Una serie si è interrotta venerdì scorso nella vittoria dell’OL contro l’Auxerre (3-1). Per la prima volta dall’aprile 2025, Felix Bacher non ha giocato per intero una partita di campionato. Dopo una stagione perfetta all’Estoril nel 2025-2026, aveva iniziato con gli stessi presupposti in Ligue 1 nel 2026-2027. Ma alla fine ha lasciato il posto a Ruben Kluivert all’86° minuto della 3ª giornata. Questo non deve aver intaccato la felicità del nuovo acquisto del Rodano, che aveva sbloccato il risultato e offerto una prestazione piuttosto solida accanto a Moussa Niakaté.
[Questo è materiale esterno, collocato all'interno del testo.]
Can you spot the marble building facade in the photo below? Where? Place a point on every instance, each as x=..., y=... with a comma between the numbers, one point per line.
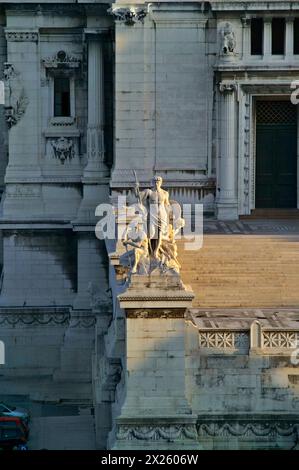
x=191, y=91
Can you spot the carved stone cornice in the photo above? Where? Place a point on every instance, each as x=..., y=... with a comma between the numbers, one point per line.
x=21, y=35
x=11, y=320
x=227, y=87
x=156, y=433
x=128, y=15
x=246, y=429
x=61, y=59
x=156, y=313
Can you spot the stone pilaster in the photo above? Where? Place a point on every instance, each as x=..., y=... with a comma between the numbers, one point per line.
x=267, y=48
x=289, y=41
x=22, y=110
x=96, y=173
x=155, y=413
x=227, y=198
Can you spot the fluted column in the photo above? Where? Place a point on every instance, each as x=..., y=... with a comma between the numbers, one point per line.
x=227, y=208
x=96, y=167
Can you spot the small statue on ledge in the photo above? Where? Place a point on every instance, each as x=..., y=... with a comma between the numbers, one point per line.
x=152, y=233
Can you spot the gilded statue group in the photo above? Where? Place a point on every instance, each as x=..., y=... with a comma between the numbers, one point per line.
x=150, y=237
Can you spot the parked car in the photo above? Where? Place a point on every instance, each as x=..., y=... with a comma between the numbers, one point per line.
x=13, y=433
x=7, y=410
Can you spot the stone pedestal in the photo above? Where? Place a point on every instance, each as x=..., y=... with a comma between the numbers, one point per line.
x=155, y=413
x=95, y=178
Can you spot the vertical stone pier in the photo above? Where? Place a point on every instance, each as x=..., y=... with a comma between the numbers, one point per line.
x=155, y=413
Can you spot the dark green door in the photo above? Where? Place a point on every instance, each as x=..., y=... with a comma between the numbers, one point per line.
x=276, y=164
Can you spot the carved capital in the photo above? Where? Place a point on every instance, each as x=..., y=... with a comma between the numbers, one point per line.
x=61, y=60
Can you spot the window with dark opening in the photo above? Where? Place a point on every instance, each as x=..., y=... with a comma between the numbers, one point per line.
x=278, y=36
x=296, y=36
x=62, y=98
x=257, y=26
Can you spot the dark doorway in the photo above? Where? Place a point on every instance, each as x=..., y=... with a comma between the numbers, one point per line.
x=276, y=154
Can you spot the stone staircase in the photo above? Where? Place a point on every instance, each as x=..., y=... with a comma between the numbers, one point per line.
x=233, y=270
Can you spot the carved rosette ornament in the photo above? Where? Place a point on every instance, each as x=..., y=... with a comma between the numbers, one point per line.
x=16, y=100
x=63, y=149
x=228, y=38
x=128, y=15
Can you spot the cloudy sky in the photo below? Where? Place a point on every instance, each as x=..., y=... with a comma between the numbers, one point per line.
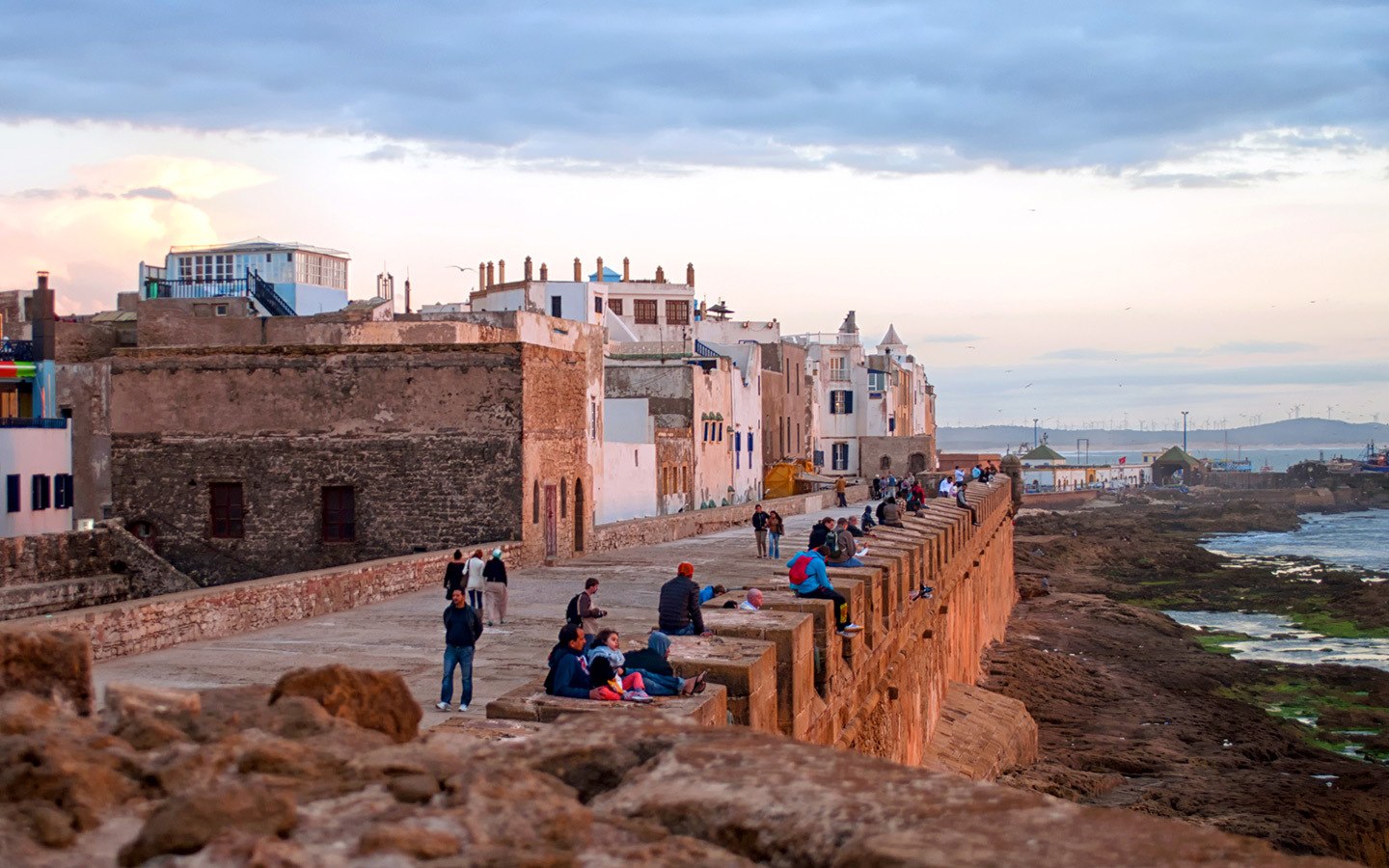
x=1076, y=211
I due uomini, che stanno ancora imparando a conoscersi, disputavano soltanto la loro seconda partita insieme dopo Le Havre (1-1). Più in difficoltà contro i normanni, sabato al Jean-Bouin (20:45) affronteranno un test di tutt’altro livello. Il Paris FC, senza mancare di rispetto alle due squadre citate in precedenza, ha altre armi per mettere sotto pressione una coppia centrale. Dopo aver finora affrontato centravanti isolati, questa volta dovranno vedersela, insieme ai compagni, con un quartetto pericoloso su tutto il fronte offensivo.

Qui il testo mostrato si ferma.